Stimulant laxatives deserve special attention because they carry risks the other types don’t. They work by directly activating the nerve network embedded in your colon wall (the enteric nervous system) and boosting production of compounds that drive muscle contractions. This makes them fast and effective, but it also means they’re doing work your colon would normally do on its own.

Prolonged use can damage this nerve network, gradually reducing your colon’s ability to respond to its contents and weakening its natural muscle contractions. Over time, some people find they can’t produce a bowel movement without taking the laxative. This is sometimes called “laxative colon,” and while the term sounds informal, it describes a real loss of spontaneous bowel function.

Heavy stimulant laxative use also causes a visible change in the colon lining called melanosis coli, where the tissue turns dark brown or black. This looks alarming during a colonoscopy but is considered benign and not linked to cancer. It’s also reversible: the discoloration typically fades within 6 to 12 months after stopping the laxative.

Current guidance is that stimulant laxatives should be used short-term or intermittently rather than daily for extended periods, particularly in older adults.

The Dependency Question

Many people worry that any laxative use will make their bowels “lazy.” The reality is more nuanced. Bulk-forming, osmotic, and stool softener laxatives have not been shown to cause physical dependency. Your colon doesn’t lose its ability to function because you took a fiber supplement for a few weeks.

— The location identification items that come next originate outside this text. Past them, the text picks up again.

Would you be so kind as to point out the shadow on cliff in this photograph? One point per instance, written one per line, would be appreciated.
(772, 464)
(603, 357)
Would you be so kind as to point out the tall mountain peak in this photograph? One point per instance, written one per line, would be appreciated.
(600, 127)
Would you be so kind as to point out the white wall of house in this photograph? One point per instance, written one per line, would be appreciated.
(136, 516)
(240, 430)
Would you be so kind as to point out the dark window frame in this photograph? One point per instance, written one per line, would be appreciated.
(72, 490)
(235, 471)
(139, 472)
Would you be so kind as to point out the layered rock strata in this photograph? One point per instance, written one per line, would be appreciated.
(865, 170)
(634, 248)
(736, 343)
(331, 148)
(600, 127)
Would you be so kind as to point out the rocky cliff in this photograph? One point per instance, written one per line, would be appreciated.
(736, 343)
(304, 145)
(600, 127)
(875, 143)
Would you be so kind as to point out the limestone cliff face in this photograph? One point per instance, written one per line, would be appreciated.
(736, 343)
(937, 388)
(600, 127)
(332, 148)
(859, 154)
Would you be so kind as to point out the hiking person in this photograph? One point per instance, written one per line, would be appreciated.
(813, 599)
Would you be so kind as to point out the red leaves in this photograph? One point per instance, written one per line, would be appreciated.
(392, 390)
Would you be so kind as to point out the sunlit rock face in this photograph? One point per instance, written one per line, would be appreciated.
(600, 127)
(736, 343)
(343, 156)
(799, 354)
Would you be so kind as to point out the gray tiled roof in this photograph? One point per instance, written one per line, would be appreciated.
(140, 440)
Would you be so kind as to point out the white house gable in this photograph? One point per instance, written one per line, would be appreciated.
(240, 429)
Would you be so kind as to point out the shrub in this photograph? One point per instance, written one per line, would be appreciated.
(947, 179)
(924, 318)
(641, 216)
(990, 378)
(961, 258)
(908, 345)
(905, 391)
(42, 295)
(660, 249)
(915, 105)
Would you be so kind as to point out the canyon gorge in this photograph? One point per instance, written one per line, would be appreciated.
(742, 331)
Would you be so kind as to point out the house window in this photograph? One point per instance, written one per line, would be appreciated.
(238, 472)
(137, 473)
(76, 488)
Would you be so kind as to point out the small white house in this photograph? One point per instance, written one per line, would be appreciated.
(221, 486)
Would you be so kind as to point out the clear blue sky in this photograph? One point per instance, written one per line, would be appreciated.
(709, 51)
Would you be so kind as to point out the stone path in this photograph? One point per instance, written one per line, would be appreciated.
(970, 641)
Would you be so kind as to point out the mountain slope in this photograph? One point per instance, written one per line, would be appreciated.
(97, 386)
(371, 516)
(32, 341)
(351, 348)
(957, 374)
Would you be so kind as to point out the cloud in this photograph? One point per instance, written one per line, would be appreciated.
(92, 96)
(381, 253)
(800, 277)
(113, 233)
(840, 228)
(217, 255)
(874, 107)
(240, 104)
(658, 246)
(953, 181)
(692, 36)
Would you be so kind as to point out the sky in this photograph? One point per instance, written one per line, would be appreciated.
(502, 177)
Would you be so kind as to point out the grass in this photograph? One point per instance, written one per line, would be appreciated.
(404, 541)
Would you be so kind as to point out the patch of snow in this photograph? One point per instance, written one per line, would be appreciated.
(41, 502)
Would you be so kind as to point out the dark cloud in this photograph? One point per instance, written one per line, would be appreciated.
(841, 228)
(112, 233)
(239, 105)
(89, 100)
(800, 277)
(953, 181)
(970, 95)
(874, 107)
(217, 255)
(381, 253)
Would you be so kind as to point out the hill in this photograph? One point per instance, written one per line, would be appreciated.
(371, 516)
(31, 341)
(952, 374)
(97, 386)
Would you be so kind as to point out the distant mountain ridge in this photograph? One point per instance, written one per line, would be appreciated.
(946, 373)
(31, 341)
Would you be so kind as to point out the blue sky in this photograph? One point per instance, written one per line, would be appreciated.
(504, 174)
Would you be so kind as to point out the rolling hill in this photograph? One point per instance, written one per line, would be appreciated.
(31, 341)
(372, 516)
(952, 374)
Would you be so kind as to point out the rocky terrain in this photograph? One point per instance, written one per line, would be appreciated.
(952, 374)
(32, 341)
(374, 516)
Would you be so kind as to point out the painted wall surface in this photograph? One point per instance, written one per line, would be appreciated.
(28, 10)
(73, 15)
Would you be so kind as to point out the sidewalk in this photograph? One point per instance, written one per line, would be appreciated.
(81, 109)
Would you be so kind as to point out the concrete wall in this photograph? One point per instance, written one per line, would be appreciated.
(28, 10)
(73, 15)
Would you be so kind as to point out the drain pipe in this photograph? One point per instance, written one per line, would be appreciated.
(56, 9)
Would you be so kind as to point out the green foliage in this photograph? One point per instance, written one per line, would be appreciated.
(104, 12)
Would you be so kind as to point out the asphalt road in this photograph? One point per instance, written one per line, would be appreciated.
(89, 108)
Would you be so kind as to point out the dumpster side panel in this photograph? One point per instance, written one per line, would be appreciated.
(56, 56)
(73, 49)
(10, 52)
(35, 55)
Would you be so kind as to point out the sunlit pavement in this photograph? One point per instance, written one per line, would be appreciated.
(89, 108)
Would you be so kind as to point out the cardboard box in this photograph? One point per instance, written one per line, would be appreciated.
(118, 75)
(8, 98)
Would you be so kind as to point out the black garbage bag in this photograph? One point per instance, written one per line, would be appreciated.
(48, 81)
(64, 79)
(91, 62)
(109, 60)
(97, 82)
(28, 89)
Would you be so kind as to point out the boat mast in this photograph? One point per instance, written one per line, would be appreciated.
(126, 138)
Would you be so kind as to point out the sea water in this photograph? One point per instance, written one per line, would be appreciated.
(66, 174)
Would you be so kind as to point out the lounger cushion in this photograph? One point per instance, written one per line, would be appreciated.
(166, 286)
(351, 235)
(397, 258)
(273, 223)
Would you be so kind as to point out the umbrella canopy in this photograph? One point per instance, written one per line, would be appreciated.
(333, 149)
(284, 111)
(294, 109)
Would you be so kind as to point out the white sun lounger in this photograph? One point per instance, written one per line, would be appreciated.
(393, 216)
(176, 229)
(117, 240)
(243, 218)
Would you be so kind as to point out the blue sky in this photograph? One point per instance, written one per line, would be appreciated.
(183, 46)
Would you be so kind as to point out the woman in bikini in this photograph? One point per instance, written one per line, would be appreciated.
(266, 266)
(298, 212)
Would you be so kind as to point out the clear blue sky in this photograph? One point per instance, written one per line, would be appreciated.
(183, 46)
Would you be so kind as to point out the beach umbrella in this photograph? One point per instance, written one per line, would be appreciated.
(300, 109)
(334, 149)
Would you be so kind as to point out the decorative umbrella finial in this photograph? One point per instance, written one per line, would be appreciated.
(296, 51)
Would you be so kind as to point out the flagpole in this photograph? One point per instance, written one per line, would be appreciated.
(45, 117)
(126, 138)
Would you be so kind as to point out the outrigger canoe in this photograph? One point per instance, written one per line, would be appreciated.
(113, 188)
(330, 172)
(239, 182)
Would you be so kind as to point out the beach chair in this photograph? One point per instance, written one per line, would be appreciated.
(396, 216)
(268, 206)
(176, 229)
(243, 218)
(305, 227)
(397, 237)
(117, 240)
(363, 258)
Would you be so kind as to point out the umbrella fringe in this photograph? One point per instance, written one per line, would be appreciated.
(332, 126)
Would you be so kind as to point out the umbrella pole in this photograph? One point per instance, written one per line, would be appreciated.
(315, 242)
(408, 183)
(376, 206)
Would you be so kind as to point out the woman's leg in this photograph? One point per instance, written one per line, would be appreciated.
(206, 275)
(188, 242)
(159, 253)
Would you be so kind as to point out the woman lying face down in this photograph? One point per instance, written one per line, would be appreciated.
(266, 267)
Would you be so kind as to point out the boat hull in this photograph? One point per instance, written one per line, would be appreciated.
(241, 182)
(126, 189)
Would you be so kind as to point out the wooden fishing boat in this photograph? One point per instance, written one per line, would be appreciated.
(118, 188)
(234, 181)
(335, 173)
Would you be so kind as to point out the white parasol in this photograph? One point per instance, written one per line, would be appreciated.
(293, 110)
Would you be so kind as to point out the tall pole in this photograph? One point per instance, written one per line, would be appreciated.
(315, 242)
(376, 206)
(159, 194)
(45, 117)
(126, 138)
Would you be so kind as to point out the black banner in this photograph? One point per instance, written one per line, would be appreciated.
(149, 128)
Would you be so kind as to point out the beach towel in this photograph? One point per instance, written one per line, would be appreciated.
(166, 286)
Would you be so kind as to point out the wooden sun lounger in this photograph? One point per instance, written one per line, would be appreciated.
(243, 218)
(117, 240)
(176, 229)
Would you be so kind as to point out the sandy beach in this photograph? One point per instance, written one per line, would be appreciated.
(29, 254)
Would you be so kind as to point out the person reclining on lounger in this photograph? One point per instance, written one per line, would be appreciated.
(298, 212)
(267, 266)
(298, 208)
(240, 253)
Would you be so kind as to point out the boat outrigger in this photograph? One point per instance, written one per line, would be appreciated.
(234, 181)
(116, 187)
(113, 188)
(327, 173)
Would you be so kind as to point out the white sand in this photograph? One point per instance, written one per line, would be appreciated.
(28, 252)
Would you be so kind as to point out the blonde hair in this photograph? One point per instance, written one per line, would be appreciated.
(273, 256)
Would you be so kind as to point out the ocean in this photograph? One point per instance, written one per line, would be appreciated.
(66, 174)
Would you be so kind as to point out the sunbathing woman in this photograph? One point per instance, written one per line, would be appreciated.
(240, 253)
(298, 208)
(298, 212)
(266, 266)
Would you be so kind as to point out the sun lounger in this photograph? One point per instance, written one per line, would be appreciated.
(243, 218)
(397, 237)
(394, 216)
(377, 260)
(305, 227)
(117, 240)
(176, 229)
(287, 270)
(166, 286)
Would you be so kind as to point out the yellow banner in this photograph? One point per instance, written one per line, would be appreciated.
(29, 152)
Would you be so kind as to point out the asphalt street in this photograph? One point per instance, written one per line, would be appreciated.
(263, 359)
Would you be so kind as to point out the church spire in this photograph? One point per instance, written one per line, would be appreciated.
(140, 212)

The dependency concern is specific to stimulant laxatives and tied to the nerve damage described above. Even there, the evidence is somewhat mixed. A published review noted that while prolonged stimulant use can lead to dependency, weakened colon function, and electrolyte imbalances, direct evidence proving dependency in controlled studies is limited. What’s clear is that the risk increases with dose and duration: someone taking occasional stimulant laxatives for a few days is in a very different situation than someone taking them daily for months.

If you’ve been using stimulant laxatives daily for more than 3 to 6 months at doses above what the label recommends, stopping abruptly can cause rebound constipation and fluid retention. A gradual tapering approach is safer in that situation.

Surprise Sources of Laxative Effects

You don’t have to buy something labeled “laxative” to experience these effects. Sugar alcohols found in sugar-free candies, gum, protein bars, and chocolates act as osmotic laxatives in your gut. Compounds like sorbitol, xylitol, and mannitol pull water into the intestines through the same mechanism as prescription osmotic laxatives. This is why eating too many sugar-free products can cause bloating, gas, and diarrhea. The effect is dose-dependent: a piece or two of sugar-free gum is unlikely to bother most people, but a whole bag of sugar-free candy can send you to the bathroom.